Carlos Miguel manifiesta en sus palabras que hacer amigos siendo adulto es muy diferente a hacer amigos en la niñez, la adolescencia o incluso la juventud temprana (los primeros años universitarios). Él observa que, en su nuevo entorno, los grupos de amigos tienen esa conexión y que, aunque ese es su nuevo hogar, jamás va a vivir lo mismo con ellos, pues no creció allí.
–Podría decir que eso es lo que más extraño –dice, convirtiéndose en la excepción a su primera respuesta.

Félix tuvo la oportunidad de emigrar a Ucrania cuando era adolescente. También contó con la oportunidad de viajar por largos periodos de tiempo y regresar a su hogar, de modo que pudo asimilar mejor las despedidas y el anhelo de la familia. De hecho, él conoció a quien sería su esposa durante uno de esos viajes, por lo que no vivió la experiencia de alejarse de un hogar formado, sino que lo construyó en el camino.

Visita Bolivia en ocasiones especiales y con un espacio de tres a cinco años. Su familia (que es tradicionalmente más extensa) reside en Cochabamba, y ellos lo esperan siempre con los brazos abiertos, mucha comida y un itinerario de actividades que ocupan casi todo el tiempo que él y su familia pasan allá.

Al preguntarle si acaso durante esos viajes se siente más como un extranjero en su propia tierra, responde que esa inquietud nunca se le había presentado.

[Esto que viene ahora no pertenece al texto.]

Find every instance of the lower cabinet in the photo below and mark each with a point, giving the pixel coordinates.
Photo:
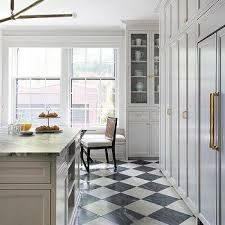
(143, 134)
(17, 207)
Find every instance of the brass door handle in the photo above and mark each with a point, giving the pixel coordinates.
(212, 124)
(185, 115)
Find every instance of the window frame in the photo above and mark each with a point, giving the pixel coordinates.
(97, 78)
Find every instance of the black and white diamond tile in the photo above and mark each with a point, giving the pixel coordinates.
(137, 194)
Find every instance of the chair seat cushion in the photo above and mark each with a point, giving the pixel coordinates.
(96, 140)
(93, 141)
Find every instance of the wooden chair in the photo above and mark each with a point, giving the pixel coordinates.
(94, 142)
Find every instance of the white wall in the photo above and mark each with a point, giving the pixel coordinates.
(64, 39)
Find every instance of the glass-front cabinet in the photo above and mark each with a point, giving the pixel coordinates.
(143, 68)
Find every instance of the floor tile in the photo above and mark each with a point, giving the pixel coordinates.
(121, 187)
(134, 181)
(156, 172)
(104, 172)
(121, 199)
(169, 216)
(86, 186)
(180, 206)
(102, 192)
(101, 207)
(118, 177)
(148, 221)
(123, 216)
(138, 192)
(89, 176)
(130, 165)
(84, 216)
(103, 181)
(144, 168)
(143, 207)
(160, 199)
(163, 181)
(132, 172)
(190, 221)
(140, 162)
(100, 221)
(170, 192)
(148, 176)
(87, 199)
(154, 186)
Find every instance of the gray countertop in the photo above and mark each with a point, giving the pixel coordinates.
(38, 143)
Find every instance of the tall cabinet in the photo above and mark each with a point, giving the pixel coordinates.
(142, 71)
(192, 104)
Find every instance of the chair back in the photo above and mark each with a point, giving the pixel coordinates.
(111, 128)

–Ellos (su familia) me hacen sentir como si el tiempo no pasara –cuenta, afirmando que a pesar de las diferencias culturales evidentes entre Bolivia y el país donde ahora vive son notorias, la calidez que se siente al regresar proviene de las personas y no así del lugar como un espacio inanimado.

–Aprendí mucho durante el curso que tomé afuera. Me di cuenta de que, para ser una buena profesional y científica, primero debemos ser buenas personas, y que hace falta inspirar a muchas personas del mismo modo, hacerles entender que nuestro trabajo va más allá que las paredes de un aula –es el aprendizaje que nos comparte Rhayza, recordando con cariño aquella experiencia y cumpliendo actualmente con sus palabras, pues regresó a Bolivia con renovada energía.

Regresar suele ser la incógnita más grande para todos aquellos que eligieron quedarse afuera. Nicole expresa que aún le faltan objetivos por cumplir allá y está motivada a conseguirlos. Carlos Miguel ha establecido un nuevo hogar para sí mismo y su trabajo. Félix ni siquiera debe enfrentarse a la posibilidad de un retorno cuando su familia se ha convertido en sus nuevas raíces. Isabel espera que su familia se una a su aventura, estén en donde estén.

Cuando la añoranza nos hace preguntar “¿Te puedo llamar?”, no hay ningún motivo para creer que estamos más cerca de nuestros seres queridos a través de mensajes de texto, emojis o notas de voz. Hace falta escucharnos, reír, llorar, incluso vernos a través de la pantalla tal como somos para que la distancia que existe entre nosotros se mida únicamente en kilómetros, y no en silencios.